Но Жюльен не сложил оружие. Вернулась Мод, они вновь поговорили, и его убеждение, что Валерио убит, окрепло. То, как были встречены его подозрения, лишь усилило их. Он начинал подозревать некий крупный заговор, единственной целью которого было избежать скандала. А поведение прокурора он расценивал как интеллектуальную игру чистой воды: относительно монстра у того была своя теория, и он не позволял никому перечить ей. Возможно, и у него были подозрения, которые он с внутренним ликованием культивировал. Если преступнику нравилось оставлять улики и наводить на ложный след, прокурор со своей стороны, вероятно, знал его или считал, что знает, и играл с ним в кошки-мышки. То, что Жюльен напал на свежий след, нарушало все его планы.

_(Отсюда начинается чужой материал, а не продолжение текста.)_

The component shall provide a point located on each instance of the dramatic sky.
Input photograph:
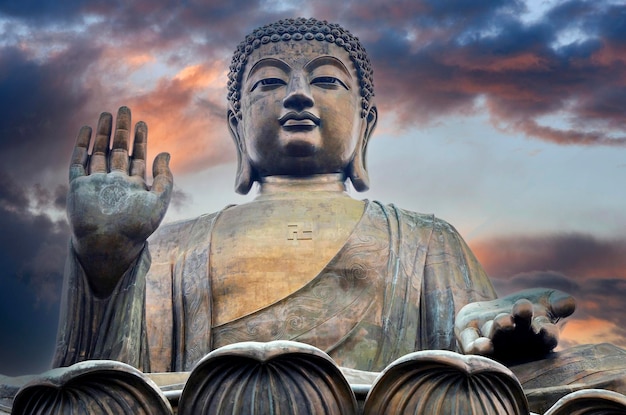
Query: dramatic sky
(506, 118)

Жюльен решился нанести визит Виолетте, и то, что он услышал от нее, перевернуло все его представления.
За исключением того вечера, когда он побывал в галерее живописи в нежилой части дворца, Жюльен никогда не был во дворце Грегорио. Он знал, что Валерио жил с женой в квартире на последнем этаже, чьи окна выходили на величественную площадь с атлантами и неизбежной проституткой.
Виолетта приняла его в гостиной, обставленной белыми диванами, шкафами с книгами по искусству.
В вазах стояли цветы; ничто в этой обстановке, словно бы с рекламного проспекта магазина современной мебели, не соотносилось ни с мрачным дворцом, где развернулась драма, ни с самой драмой. На Виолетте было светлое платье. Волосы распущены. Черты напряжены, лицо бледно, но она силилась улыбаться. Она встала навстречу Жюльену, протянула ему руку, предложила виски или джин с тоником; они с тем же успехом могли встретиться где угодно, в какой угодно современной квартире как в Милане, так и в Париже или Мюнхене.
Стоило Жюльену поделиться с Виолеттой подозрениями, высказанными Мод, лицо молодой женщины напряглось еще сильнее. Она вздохнула и налила себе.
— Мод не хочет смотреть правде в глаза, — наконец промолвила она.
Рука ее дрожала, когда она поднесла бокал к губам.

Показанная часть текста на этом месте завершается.